November 10, 2005

Mr. Kenneth V. Huseman
President
Basic Energy Services, Inc.
400 W. Illinois, Suite 800
Midland, Texas 79701

      Re:	Basic Energy Services, Inc.
      	Amendment No. 2 to Registration Statement on Form S-1
      Filed November 4, 2005
      File No. 333-127517

Dear Mr. Huseman:

      We have reviewed your filing and response letter dated
November
4, 2005 with attachments and have the following comments.  Where
indicated, we think you should revise your document in response to
these comments.  If you disagree, we will consider your
explanation as
to why our comment is inapplicable or a revision is unnecessary.
Please be as detailed as necessary in your explanation.  In some
of
our comments, we may ask you to provide us with supplemental
information so we may better understand your disclosure.  After
reviewing this information, we may raise additional comments.

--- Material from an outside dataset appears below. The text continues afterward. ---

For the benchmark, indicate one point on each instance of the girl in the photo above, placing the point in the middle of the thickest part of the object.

      Please understand that the purpose of our review process is
to
assist you in your compliance with the applicable disclosure
requirements and to enhance the overall disclosure in your filing.
We
look forward to working with you in these respects.  We welcome
any
questions you may have about our comments or on any other aspect
of
our review.  Feel free to call us at the telephone numbers listed
at
the end of this letter.

Form S-1

Note 8, Manadatorily Redeemable Preferred Stock and Stockholders`
Equity, F1-27

1. We note your restatement related to your accretion of preferred
stock discount, although the justification for the variation in
your
common stock value used on October 3, 2003 for the conversion of
your
preferred shares and the acquisition of FESCO is unclear.  Please
demonstrate how your internal stock valuation of $4.63 per share
is
more representative of the fair value of your common stock than
the
$5.16 value in the arms length transaction of your acquisition of
FESCO on October 3, 2003.
FESCO Holdings Inc

Report of Independent Auditors, page F2-1

2. Please reconcile the period that you indicated you audited,
being
the year ended December 31, 2002 to the periods that you indicate
were
audited by other auditors.  We note that you refer to periods as
of
December 31, 2002 and 2001.  This does not agree to the periods
specifically identified in the independent audit report on page
F2-20.

Closing Comments

      As appropriate, please amend your registration statement in
response to these comments.  You may wish to provide us with a
marked
copy of the amendment to expedite our review.  Please furnish a
cover
letter with your amendment that keys your responses to our
comments
and provides any requested information.  Detailed cover letters
greatly facilitate our review.  Please understand that we may have
additional comments after reviewing your amendment and responses
to
our comments.

	We urge all persons who are responsible for the accuracy and
adequacy of the disclosure in the filing to be certain that the
filing
includes all information required under the Securities Act of 1933
and
that they have provided all information investors require for an
informed investment decision.  Since the company and its
management
are in possession of all facts relating to a company`s disclosure,
they are responsible for the accuracy and adequacy of the
disclosures
they have made.


	Notwithstanding our comments, in the event the company
requests
acceleration of the effective date of the pending registration
statement, it should furnish a letter, at the time of such
request,
acknowledging that:

* should the Commission or the staff, acting pursuant to delegated
authority, declare the filing effective, it does not foreclose the
Commission from taking any action with respect to the filing;

* the action of the Commission or the staff, acting pursuant to
delegated authority, in declaring the filing effective, does not
relieve the company from its full responsibility for the adequacy
and
accuracy of the disclosure in the filing; and

* the company may not assert staff comments and the declaration of
effectiveness as a defense in any proceeding initiated by the
Commission or any person under the federal securities laws of the
United States.

	In addition, please be advised that the Division of
Enforcement
has access to all information you provide to the staff of the
Division
of Corporation Finance in connection with our review of your
filing or
in response to our comments on your filing.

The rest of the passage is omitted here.